As the crystalline resin, a crystalline polyester resin is preferable, and an aliphatic crystalline polyester resin having an appropriate melting point is more preferable. Hereinafter, a crystalline polyester resin will be described as an example.
Some crystalline aliphatic polyesters, such as polycaprolactone, progress through ring-opening polymerization, but many are synthesized from an acid (dicarboxylic acid) component and an alcohol (diol) component. The “acid-derived constituent component” refers to a constituent portion that was an acid component prior to the synthesis of the polyester resin, and the “alcohol-derived constituent component” refers to a configuration that was the alcohol component prior to the synthesis of the polyester resin.
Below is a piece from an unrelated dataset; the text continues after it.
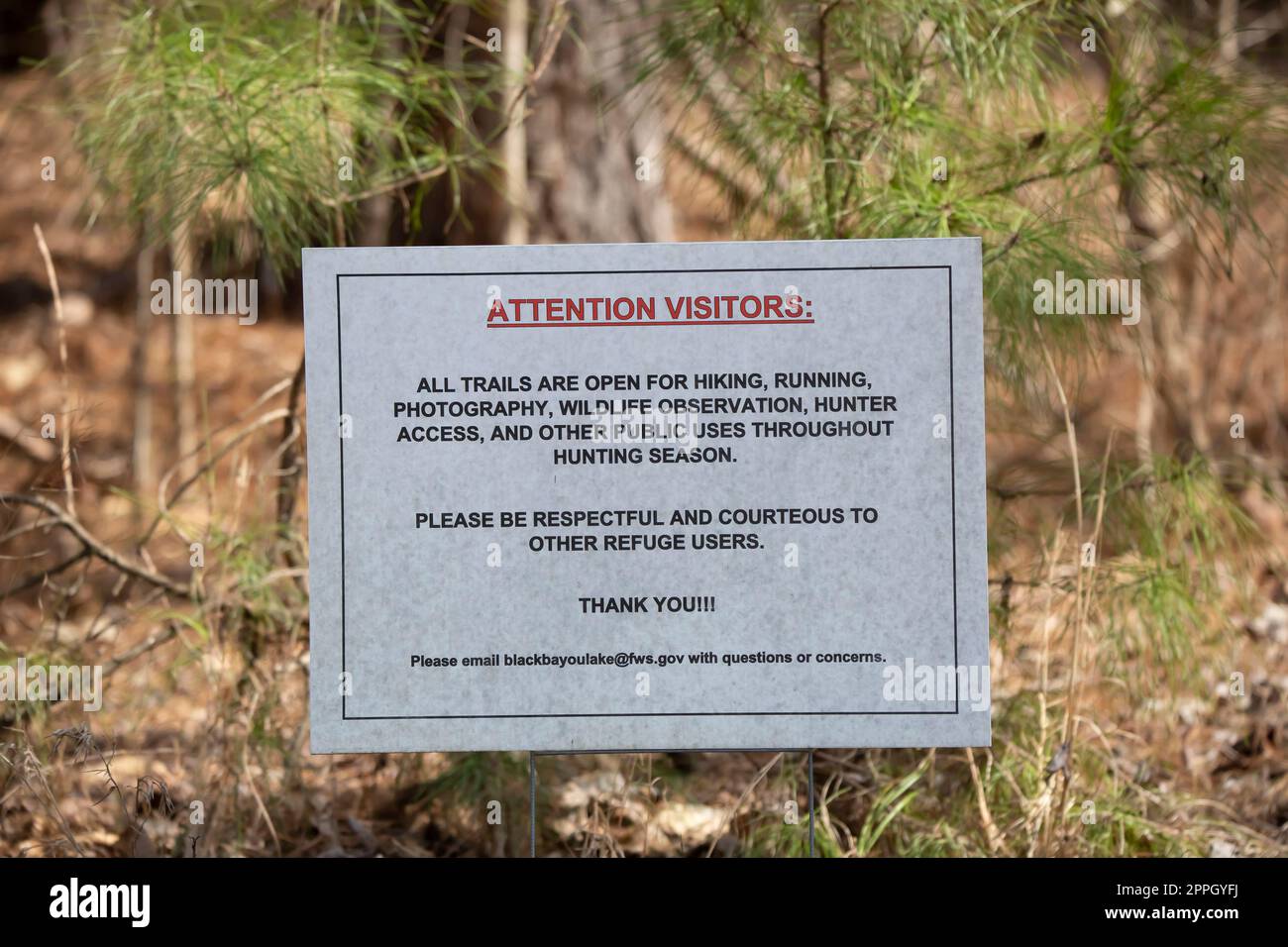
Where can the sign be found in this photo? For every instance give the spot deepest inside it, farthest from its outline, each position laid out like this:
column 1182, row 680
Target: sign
column 647, row 496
Refers to the site.

When the polyester resin is not crystalline, that is, non-crystalline, it may be difficult to maintain toner blocking resistance and image storage stability while ensuring good low-temperature fixability.
In the present embodiment, “crystalline polyester resin” means that the half-value width of the endothermic peak observed in differential scanning calorimetry (DSC) is 6 ° C. or less, and other polyester resins are It means an amorphous polyester resin.
In the present embodiment, the “polyester resin” is not only a resin having a pure polyester structure, but also a polymer in which other components are copolymerized with respect to the polyester main chain. A polymer is also meant.

-Acid-derived constituent component The acid-derived constituent component is preferably an aliphatic dicarboxylic acid, and particularly preferably a linear carboxylic acid.
For example, succinic acid, malonic acid, succinic acid, glutaric acid, adipic acid, pimelic acid, suberic acid, azelic acid, sebacic acid, 1,9-nonanedicarboxylic acid, 1,10-decanedicarboxylic acid, 1,11-undecanedicarboxylic acid Acid, 1,12-dodecanedicarboxylic acid, 1,13-tridecanedicarboxylic acid, 1,14-tetradecanedicarboxylic acid, 1,16-hexadecanedicarboxylic acid, 1,18-octadecanedicarboxylic acid, etc., or lower alkyl esters thereof And acid anhydrides, but are not limited thereto.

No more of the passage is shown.